Nanaimo’s historic marina is a popular port-of-call for boaters cruising the waters off eastern Vancouver Island, and a $9-million plan to refurbish it is a welcome improvement.
Pacific Northwest Marina Group, which created the Sidney Pier Hotel and Spa and Seaport West on the waterfront in Sidney, has produced an impressive plan for the redevelopment, including replacing and realigning most of the moorage floats to make better use of the space. A long boardwalk at water level will give the public access to the floats, restaurants and a floating plaza.
In the midst of all the work, the Nanaimo Port Authority and PNMG must do their best to keep the character of the harbour.

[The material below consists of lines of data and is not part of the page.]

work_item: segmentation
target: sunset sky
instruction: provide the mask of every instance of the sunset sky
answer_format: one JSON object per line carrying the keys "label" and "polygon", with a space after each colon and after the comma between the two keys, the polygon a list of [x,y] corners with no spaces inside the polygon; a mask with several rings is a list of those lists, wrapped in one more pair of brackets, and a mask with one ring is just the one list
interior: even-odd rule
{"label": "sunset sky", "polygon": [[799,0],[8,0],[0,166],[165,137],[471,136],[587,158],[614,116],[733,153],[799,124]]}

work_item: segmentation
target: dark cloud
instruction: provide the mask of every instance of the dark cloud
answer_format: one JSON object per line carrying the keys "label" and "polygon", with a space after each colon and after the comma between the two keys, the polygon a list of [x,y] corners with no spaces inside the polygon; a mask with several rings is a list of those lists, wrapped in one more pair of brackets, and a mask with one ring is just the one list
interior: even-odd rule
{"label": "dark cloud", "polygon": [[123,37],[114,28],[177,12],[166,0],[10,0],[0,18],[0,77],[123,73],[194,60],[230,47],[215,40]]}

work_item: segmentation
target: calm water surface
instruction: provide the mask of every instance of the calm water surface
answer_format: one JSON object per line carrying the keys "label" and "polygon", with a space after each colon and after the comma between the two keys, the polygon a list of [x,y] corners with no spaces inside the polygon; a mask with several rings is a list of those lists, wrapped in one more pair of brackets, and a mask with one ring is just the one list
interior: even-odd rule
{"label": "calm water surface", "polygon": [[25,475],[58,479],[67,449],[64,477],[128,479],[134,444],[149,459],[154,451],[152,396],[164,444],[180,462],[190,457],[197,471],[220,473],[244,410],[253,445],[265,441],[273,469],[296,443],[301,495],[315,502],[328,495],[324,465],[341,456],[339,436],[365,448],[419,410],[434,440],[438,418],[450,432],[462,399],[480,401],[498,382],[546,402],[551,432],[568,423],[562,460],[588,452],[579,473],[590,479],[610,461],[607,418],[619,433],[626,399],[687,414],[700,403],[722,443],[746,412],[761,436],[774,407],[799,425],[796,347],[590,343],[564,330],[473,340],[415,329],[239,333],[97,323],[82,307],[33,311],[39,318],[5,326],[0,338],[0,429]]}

Nanaimo’s Boat Basin is a working harbour, used by the commercial fishing fleet and by the residents of nearby Protection Island, who have long been able to tie up their boats while they do their shopping in the big city. Both groups fear that leasing the marina to the developer for 30 years will leave them out in the cold.
The port authority and PNMG say both fishing boats and Protection Islanders will be welcome, although the fishing vessels will no longer get the discounted moorage rates they have enjoyed in the past. That means a 40-foot fish boat would pay $1,500 a month instead of $200. They also won’t be able to unload cargo at the marina any more.
Protection Islanders want some guarantee that they will always have a spot, because private boats and a small passenger ferry are the only way on and off the island. The Snuneymuxw First Nation wants to be consulted because its rights under the Douglas Treaties could be affected.
The developer says they have consulted the groups and done what they can. Fish boats will have to pay market rates, and it’s no longer safe to unload them at the marina, so that will have to be done elsewhere. Spots are available for the Protection Islanders and the passenger ferry, but no private operator would guarantee them moorage forever. And, they argue, it’s not a private company’s job to solve the issues with the Douglas Treaties.
Those arguments make sense, but let’s hope the authority and the developer will remember the central place that the waterfront holds in Nanaimo, and strive to make it inviting not only for pleasure boaters and the strolling public, but also for the many others who call it home.